Stop Explaining Away Inconvenient Polling Data

One of the big takeaways from this election season is the failure of polling. The pollsters failed to catch Bernie Sanders’ strength in the Michigan primary. They missed Hillary Clinton’s general election weakness in several normally-blue states in the industrial Midwest. They missed Trump’s over-performance among black and Latino voters. Failures all, and much remarked upon. What gets less attention, and is to my mind a greater failure, is the establishment (both in the sense of their political loyalties and their faith in political science conventional wisdom) punditocracy’s repeated insistence on ignoring consistent, reliable polling data that supported conclusions they did not want to acknowledge.

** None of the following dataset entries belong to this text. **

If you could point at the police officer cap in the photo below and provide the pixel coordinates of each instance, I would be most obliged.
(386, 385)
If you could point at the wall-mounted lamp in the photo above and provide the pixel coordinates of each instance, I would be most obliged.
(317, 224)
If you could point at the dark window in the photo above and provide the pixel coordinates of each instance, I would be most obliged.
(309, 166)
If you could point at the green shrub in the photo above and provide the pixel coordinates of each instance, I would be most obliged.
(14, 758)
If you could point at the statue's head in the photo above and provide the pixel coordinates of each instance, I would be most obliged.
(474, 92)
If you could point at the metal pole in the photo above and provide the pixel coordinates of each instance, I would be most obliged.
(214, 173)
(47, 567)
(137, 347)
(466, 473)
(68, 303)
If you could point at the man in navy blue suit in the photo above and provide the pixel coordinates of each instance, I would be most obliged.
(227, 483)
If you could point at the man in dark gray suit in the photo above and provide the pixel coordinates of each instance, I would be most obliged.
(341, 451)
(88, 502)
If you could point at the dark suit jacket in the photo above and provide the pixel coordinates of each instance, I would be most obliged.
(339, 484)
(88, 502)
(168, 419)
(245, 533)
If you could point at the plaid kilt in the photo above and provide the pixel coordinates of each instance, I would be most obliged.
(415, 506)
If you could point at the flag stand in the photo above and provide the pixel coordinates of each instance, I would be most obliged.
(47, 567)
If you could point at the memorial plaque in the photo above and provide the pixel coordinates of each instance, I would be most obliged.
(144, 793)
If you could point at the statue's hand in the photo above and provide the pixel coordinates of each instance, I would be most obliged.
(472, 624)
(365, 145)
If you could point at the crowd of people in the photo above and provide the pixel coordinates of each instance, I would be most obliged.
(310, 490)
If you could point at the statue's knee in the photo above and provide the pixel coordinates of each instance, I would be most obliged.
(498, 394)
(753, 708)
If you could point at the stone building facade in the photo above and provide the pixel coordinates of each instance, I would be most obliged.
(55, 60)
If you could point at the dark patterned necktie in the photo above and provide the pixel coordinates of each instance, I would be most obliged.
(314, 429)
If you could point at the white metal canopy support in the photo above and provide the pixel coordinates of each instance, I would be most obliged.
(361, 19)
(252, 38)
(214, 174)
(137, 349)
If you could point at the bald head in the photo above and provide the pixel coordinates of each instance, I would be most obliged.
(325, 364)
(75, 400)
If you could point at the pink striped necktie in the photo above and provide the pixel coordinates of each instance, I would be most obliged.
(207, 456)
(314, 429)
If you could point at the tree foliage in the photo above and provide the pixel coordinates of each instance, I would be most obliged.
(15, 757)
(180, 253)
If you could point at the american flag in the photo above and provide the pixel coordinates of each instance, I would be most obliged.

The most obvious example of this was the insistence, in the face of month after month of public opinion polls showing him with a large and growing lead, that Donald Trump could not win the Republican nomination and that a figure from the party establishment would win it instead. An old poli-sci book titled “The Party Decides” enjoyed a revival because it backed up this excuse to ignore the evidence. Initially, I certainly acknowledge, it was quite reasonable to look at Trump’s polling leads with skepticism. Back in 2012, figures like Herman Cain took their turns at the top of the Republican polls, before Mitt Romney surged into the lead. And historically, there is a strong pattern of anti-establishment Republicans enjoying some time in the sun before fading away. But several months after Trump first topped the polls, that lead was growing, and had proven itself to be enduring. Nonetheless, the establishment had its story and was sticking to it, so instead of acknowledging the strength of the data and adjusting their understanding to the facts, they doubled down on their certainty – that is, doubling down on the primacy of their narratives and their own status as authorities.

Similarly, there has long been robust and enduring data demonstrating the superior strength of Bernie Sanders to Hillary Clinton in a general election matchup vs. Republican candidates. There were head-to-head polls. There were the favorability polls showing Sanders was the most popular politician in America while Clinton was grotesquely unpopular. There was a recent report done of post-election preferences showing Sanders winning a ridiculous Electoral College map. Notably, no other candidate who lost a 2016 primary, nor any third-party candidate, managed to become the most popular politician in America or win a massive landslide in a candidate-preference survey conducted after the election. Only Bernie Sanders. Surely, that tells us something about his strength as a candidate, no? Against this, there was and is…nothing. No polling showing Clinton doing better. No deep-dives into the cross tabs or the qualitative data showing that Clinton had better penetration into certain electoral segments. Nothing, zero, zilch with which to refute the data showing Sanders’ greater strength. Yet the response to this data – data during the primaries, from the general election period, and from the post-election period – from the poli-sci and pundit establishment was and continues to be to dismiss it and explain it away in the same cloud of authority-asserting verbiage they used to explain why we should ignore Trump’s primary polling.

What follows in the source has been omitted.